Becoming Ana (La mitad de Ana) is a 2024 drama film directed by Marta Nieto (in her directorial debut film), who also stars alongside Noa Álvarez and Nahuel Pérez Biscayart.

== Plot ==
The plot follows the plight of museum guard Ana, who needs to learn to grapple with her 8-year-old child Son's exploration of self-identity and trans youth.

== Production ==
Nieto first began to develop the project for her feature film debut in 2019 within the Spanish Film Academy's 'Residencias Academia de Cine' program. As a part of the process, she wrote and directed the short film Son, which screened at the Seminci and LesGaiCineMad. She then joined forces with Beatriz Herzog to write a "bigger, more complex" film. The film is an Elastica and Avalon co-production with Mr Fields and Friends Cinema and Studiocanal, with the participation of RTVE, Movistar Plus+, and À Punt and the backing from Ayuntamiento de Madrid, the Madrid regional administration, ICAA and IVC. Julián Elizalde served as director of photography. Shooting locations included Madrid.

== Release ==
The film had its world premiere at the 69th Valladolid International Film Festival (Seminci) on 21 October 2024, in competition for the Golden Spike. Distributed by Elastica Films, it was scheduled to be released theatrically in Spain on 13 December 2024. The release date was later set for 10 January 2025.

== Reception ==
Javier Ocaña of El País wrote that "the uneveness of the situations is constant in a work that is as ambitious as it is difficult to crystallize".
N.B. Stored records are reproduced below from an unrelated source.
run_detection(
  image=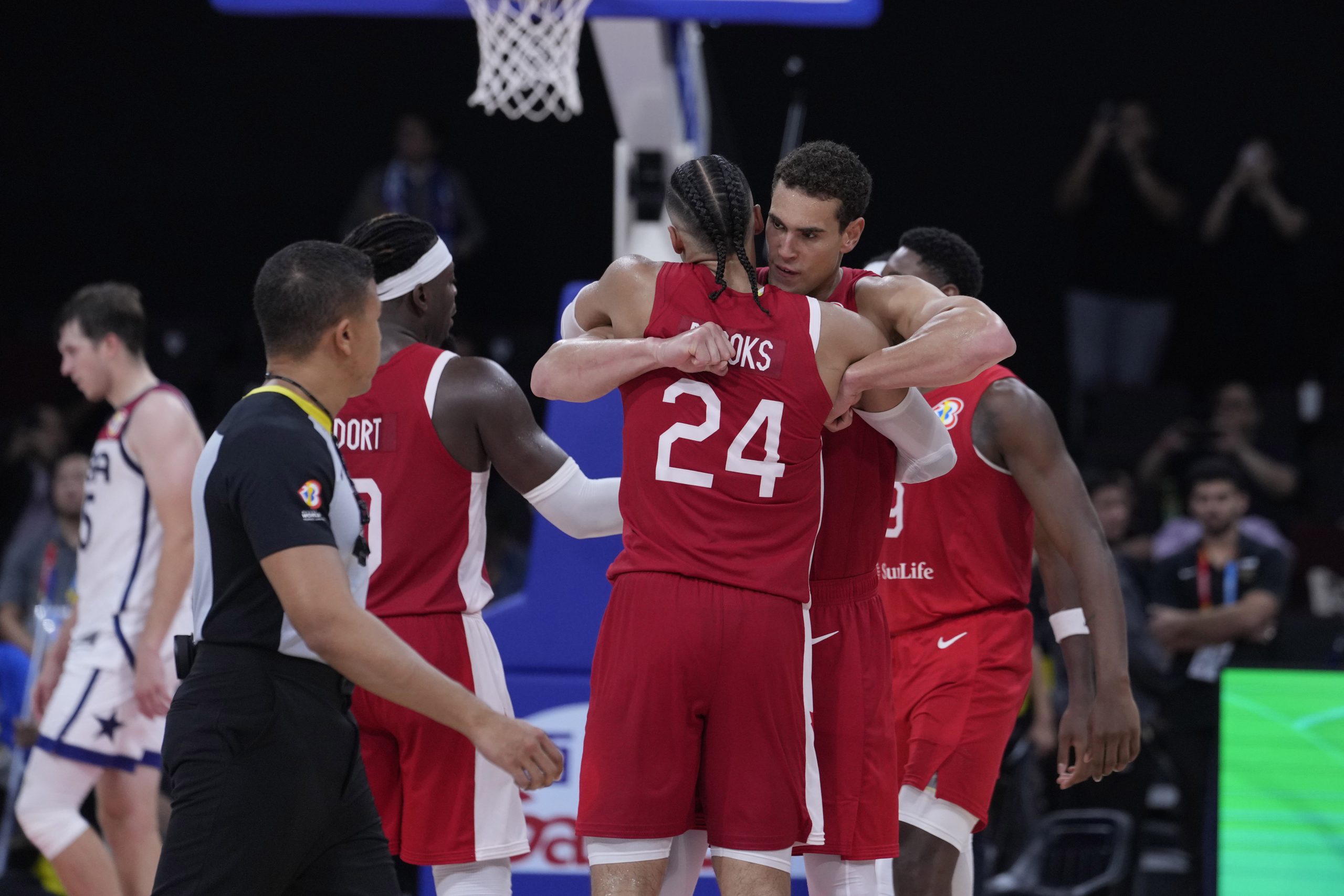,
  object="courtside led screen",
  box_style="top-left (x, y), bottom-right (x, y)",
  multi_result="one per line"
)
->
top-left (1217, 669), bottom-right (1344, 896)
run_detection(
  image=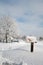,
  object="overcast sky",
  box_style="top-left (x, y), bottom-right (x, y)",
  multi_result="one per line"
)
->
top-left (0, 0), bottom-right (43, 36)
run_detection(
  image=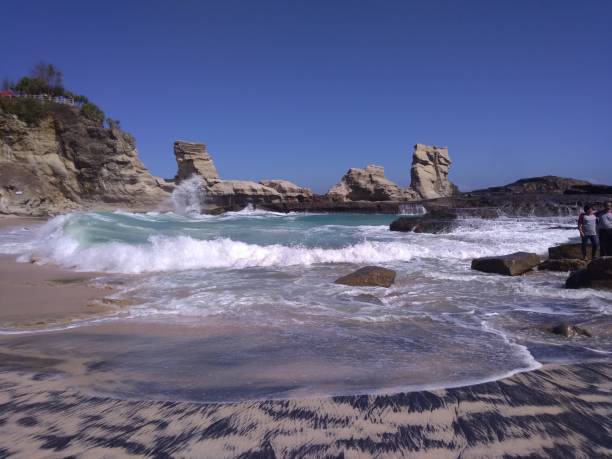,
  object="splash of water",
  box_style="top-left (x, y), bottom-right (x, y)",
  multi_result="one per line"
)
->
top-left (172, 175), bottom-right (206, 216)
top-left (399, 202), bottom-right (427, 215)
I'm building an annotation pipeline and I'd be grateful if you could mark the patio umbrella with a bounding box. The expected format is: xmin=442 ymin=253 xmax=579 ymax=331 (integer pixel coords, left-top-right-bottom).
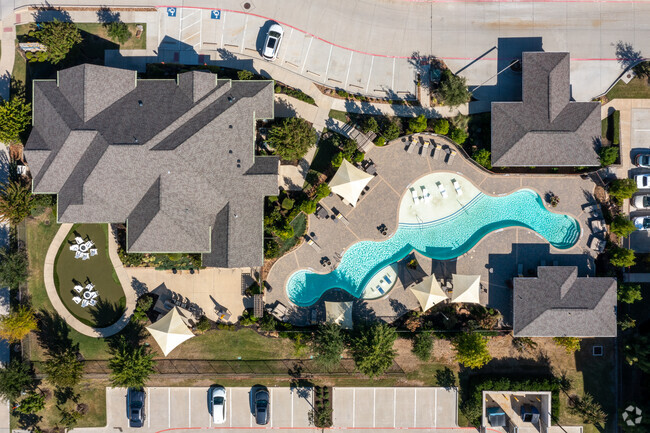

Pere Vall of Fotogramas rated the film 4 out of 5 stars, billing it as a "a film with strong social and sociological overtones, but which does not rule out a foray into fantasy".

Philipp Engel of Cinemanía rated Becoming Ana 3 out of 5 stars, declaring it "a film that makes a virtue of modesty", "although it runs the risk of seeming too self-absorbed".